Design assumes that the solution is not yet known. Design is focused on discovering a way forward through exploration, testing, gathering feedback, and iterating. The design process may even reveal that the entire approach to a problem is flawed, and that an entire initiative needs to be taken back to the drawing board. This is valuable work that can save companies from failed feature and product launches that can cost millions.

Rather than rethinking how processes and companies should evolve to incorporate design as a process, however, designers were incorporated into frameworks optimized entirely around output. The underlying assumption was that design was just another role to be staffed, not a process to be supported. Consequently, a huge amount of the potential benefit of design teams was lost.

Designers Get Hit with Both Ends of the Stick

With software development teams expected to operate in tight delivery cycles, designers struggle to find time for divergent thinking, research, iteration, customer feedback, and learning from mistakes. They are often brought onto projects around the same time as engineers, and are seen as blocking everyone else's work. Designers often feel forced to just slap something together, regardless of whether the problem is fully understood or if they have confidence the solution will work. When the issues show up later, whether in usability, adoption, or customer complaints, it’s the designer who’s blamed.

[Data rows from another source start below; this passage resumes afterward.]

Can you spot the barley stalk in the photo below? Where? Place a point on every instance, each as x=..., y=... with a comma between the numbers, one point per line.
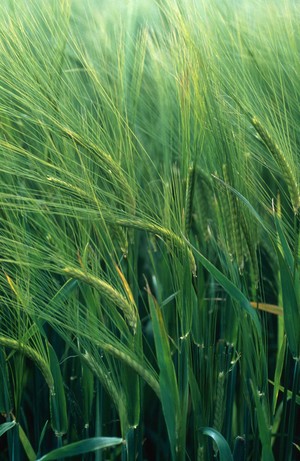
x=282, y=162
x=219, y=403
x=189, y=198
x=110, y=293
x=33, y=355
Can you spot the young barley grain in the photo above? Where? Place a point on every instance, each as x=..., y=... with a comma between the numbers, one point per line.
x=111, y=294
x=33, y=355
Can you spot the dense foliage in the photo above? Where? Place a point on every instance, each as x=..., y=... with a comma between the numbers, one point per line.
x=149, y=230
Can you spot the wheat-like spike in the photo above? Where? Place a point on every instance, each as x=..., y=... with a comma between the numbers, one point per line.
x=252, y=245
x=189, y=198
x=33, y=355
x=140, y=370
x=111, y=167
x=233, y=221
x=158, y=230
x=282, y=162
x=111, y=294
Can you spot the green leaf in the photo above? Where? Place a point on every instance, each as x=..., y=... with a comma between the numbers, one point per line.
x=26, y=445
x=6, y=427
x=58, y=406
x=223, y=447
x=264, y=427
x=79, y=448
x=231, y=289
x=278, y=373
x=291, y=312
x=167, y=375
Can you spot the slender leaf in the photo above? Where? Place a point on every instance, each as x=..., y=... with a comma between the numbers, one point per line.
x=82, y=447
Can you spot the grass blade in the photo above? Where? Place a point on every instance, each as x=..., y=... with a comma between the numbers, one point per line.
x=223, y=447
x=82, y=447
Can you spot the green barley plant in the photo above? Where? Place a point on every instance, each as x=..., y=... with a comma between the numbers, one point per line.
x=149, y=230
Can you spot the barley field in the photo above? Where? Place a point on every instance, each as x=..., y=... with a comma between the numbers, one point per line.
x=149, y=230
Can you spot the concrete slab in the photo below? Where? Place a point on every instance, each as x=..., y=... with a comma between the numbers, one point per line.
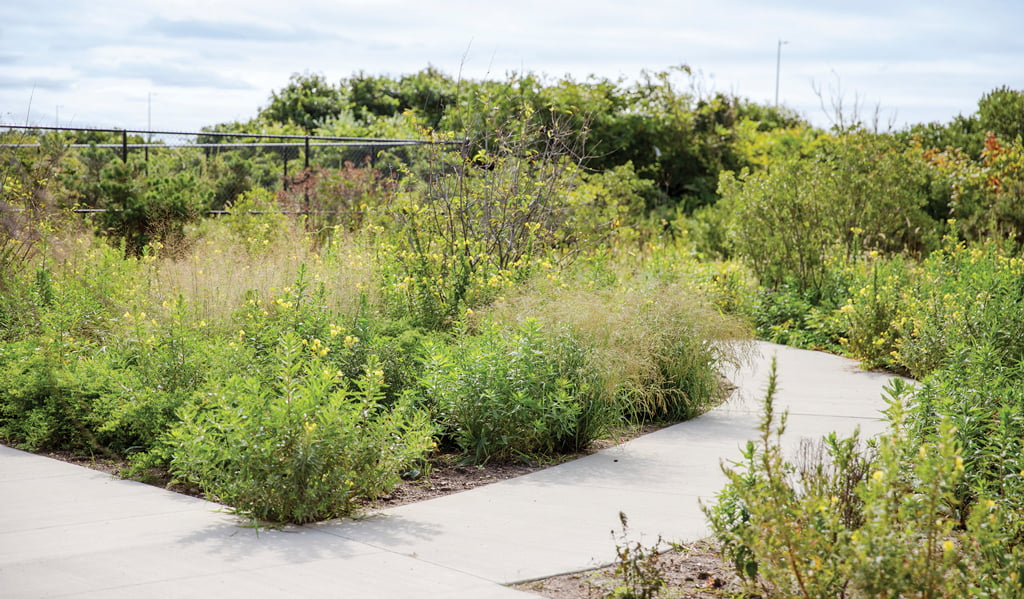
x=71, y=531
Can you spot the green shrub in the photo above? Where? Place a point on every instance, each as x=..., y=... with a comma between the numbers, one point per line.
x=971, y=295
x=856, y=193
x=300, y=444
x=982, y=398
x=519, y=393
x=869, y=315
x=882, y=521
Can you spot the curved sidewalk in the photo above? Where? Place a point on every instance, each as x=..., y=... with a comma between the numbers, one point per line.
x=70, y=531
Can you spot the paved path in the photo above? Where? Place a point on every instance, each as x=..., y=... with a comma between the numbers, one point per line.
x=70, y=531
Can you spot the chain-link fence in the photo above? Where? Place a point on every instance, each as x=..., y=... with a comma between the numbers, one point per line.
x=228, y=164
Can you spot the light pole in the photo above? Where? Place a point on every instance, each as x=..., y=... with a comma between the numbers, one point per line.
x=778, y=63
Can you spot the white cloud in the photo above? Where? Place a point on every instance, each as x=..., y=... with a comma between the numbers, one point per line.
x=211, y=61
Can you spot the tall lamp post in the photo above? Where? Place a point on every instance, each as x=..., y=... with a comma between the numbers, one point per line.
x=778, y=63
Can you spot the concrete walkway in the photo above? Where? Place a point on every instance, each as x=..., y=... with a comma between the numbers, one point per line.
x=70, y=531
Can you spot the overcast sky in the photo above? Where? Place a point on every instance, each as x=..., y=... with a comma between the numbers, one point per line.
x=192, y=63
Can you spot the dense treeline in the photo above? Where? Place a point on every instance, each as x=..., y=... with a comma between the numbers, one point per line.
x=586, y=260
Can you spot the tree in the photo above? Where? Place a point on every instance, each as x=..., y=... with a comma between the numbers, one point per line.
x=307, y=100
x=1001, y=112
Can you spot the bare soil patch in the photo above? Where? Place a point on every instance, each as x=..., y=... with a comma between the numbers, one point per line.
x=692, y=571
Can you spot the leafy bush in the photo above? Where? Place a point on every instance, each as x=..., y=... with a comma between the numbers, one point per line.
x=963, y=295
x=519, y=393
x=870, y=313
x=857, y=193
x=850, y=522
x=656, y=344
x=142, y=206
x=301, y=444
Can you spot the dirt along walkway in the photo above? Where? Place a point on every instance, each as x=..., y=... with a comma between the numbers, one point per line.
x=70, y=531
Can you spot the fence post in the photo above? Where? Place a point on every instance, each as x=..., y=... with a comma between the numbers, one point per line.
x=284, y=159
x=305, y=193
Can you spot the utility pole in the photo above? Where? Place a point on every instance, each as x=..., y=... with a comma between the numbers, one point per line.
x=778, y=63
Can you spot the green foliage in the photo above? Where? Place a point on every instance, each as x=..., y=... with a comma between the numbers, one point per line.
x=980, y=395
x=857, y=193
x=999, y=113
x=522, y=393
x=794, y=316
x=637, y=567
x=255, y=221
x=300, y=445
x=476, y=225
x=308, y=100
x=869, y=314
x=850, y=522
x=969, y=295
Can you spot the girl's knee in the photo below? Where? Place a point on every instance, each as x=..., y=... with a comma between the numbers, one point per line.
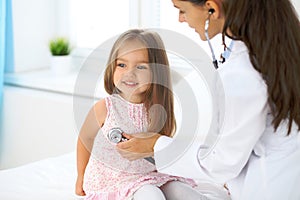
x=148, y=192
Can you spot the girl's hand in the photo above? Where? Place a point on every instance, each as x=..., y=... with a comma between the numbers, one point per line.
x=78, y=188
x=138, y=145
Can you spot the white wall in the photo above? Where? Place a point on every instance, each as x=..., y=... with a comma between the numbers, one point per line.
x=37, y=125
x=35, y=22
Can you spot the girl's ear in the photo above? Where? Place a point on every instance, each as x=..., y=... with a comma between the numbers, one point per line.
x=214, y=9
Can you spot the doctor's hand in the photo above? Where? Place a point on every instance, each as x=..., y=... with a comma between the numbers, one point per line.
x=138, y=145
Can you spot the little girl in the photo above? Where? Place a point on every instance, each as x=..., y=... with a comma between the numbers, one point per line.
x=138, y=80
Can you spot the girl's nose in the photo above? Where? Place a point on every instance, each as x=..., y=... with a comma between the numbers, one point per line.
x=181, y=17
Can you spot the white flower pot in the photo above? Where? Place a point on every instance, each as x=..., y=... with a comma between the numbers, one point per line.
x=61, y=64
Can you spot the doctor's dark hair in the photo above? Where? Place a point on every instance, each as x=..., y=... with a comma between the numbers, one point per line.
x=271, y=31
x=160, y=90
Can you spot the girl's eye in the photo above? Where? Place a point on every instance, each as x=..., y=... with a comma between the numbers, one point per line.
x=121, y=65
x=141, y=67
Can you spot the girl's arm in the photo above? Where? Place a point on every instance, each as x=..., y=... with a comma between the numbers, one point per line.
x=88, y=132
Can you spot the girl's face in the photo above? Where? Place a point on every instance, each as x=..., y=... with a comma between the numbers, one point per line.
x=196, y=16
x=132, y=75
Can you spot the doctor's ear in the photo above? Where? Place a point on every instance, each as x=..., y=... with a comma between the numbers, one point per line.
x=214, y=8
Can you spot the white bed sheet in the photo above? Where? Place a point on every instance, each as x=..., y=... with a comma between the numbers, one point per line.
x=54, y=179
x=51, y=178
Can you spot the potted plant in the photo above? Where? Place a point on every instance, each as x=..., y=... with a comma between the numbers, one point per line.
x=60, y=50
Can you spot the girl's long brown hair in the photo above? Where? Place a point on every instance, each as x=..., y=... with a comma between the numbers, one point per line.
x=271, y=31
x=159, y=100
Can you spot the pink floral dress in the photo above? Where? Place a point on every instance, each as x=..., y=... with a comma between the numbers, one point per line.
x=108, y=176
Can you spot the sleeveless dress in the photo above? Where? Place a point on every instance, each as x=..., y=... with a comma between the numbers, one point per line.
x=109, y=176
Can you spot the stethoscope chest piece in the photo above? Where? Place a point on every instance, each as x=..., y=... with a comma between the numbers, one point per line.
x=115, y=135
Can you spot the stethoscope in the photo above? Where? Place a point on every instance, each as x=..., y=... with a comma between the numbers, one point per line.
x=115, y=135
x=225, y=55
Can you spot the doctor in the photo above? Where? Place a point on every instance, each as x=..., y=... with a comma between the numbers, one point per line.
x=257, y=154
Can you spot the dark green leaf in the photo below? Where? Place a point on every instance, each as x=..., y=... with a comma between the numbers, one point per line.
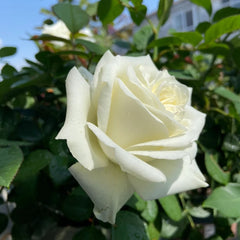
x=92, y=47
x=108, y=10
x=226, y=25
x=171, y=206
x=214, y=48
x=231, y=143
x=163, y=11
x=10, y=161
x=77, y=206
x=193, y=38
x=128, y=226
x=206, y=4
x=214, y=169
x=72, y=15
x=198, y=212
x=165, y=41
x=58, y=170
x=226, y=200
x=225, y=12
x=236, y=55
x=141, y=37
x=7, y=51
x=153, y=231
x=234, y=98
x=92, y=9
x=171, y=229
x=202, y=27
x=36, y=161
x=47, y=37
x=6, y=143
x=3, y=222
x=138, y=14
x=8, y=71
x=89, y=233
x=151, y=211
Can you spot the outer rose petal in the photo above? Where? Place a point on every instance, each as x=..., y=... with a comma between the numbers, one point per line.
x=127, y=162
x=130, y=122
x=182, y=175
x=107, y=187
x=196, y=121
x=73, y=130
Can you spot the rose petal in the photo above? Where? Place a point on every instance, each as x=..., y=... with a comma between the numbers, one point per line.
x=127, y=162
x=195, y=122
x=182, y=175
x=130, y=122
x=103, y=81
x=173, y=154
x=73, y=130
x=108, y=188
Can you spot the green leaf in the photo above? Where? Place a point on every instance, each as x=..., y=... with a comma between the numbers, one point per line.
x=206, y=4
x=89, y=233
x=7, y=51
x=58, y=170
x=153, y=231
x=47, y=37
x=35, y=161
x=231, y=143
x=163, y=11
x=226, y=25
x=202, y=27
x=8, y=71
x=72, y=15
x=225, y=12
x=138, y=13
x=108, y=10
x=193, y=38
x=226, y=200
x=7, y=143
x=141, y=37
x=172, y=207
x=198, y=212
x=92, y=9
x=77, y=206
x=3, y=222
x=92, y=47
x=128, y=226
x=234, y=98
x=214, y=169
x=151, y=211
x=10, y=161
x=165, y=41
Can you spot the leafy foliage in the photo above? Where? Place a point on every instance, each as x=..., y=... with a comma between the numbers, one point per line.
x=34, y=166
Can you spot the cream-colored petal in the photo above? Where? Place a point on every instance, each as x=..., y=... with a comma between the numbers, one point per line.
x=130, y=122
x=182, y=175
x=171, y=154
x=73, y=130
x=103, y=80
x=193, y=121
x=127, y=162
x=108, y=188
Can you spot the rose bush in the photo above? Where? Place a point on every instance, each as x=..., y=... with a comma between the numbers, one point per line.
x=132, y=129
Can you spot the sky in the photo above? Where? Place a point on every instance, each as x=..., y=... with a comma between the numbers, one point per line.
x=19, y=21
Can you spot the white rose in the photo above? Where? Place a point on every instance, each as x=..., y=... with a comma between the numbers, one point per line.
x=132, y=129
x=59, y=29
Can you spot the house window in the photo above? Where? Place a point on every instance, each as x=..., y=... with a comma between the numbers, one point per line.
x=178, y=22
x=189, y=18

In these structures, designers either burn out from the constant scramble to stay in front of the rest of the team, or they adapt by lowering their standards and focusing on speed. Neither path is good for the designer, the team, or the product. Over time, the organization internalizes the belief that design is slow, impractical, or even non-essential. And once that belief sets in, designers face an uphill battle in advocating for better product experiences.

I have often referred to this phenomenon as "hitting someone with both ends of the stick:" designers are first dismissed for raising concerns, then punished when those same concerns prove valid.

The problem isn’t the people. It’s the system. Modern software methodologies were optimized for building and delivering code quickly, not for solving problems holistically. As long as design remains bolted on to a system that wasn’t built to include it, designers are set up to lose.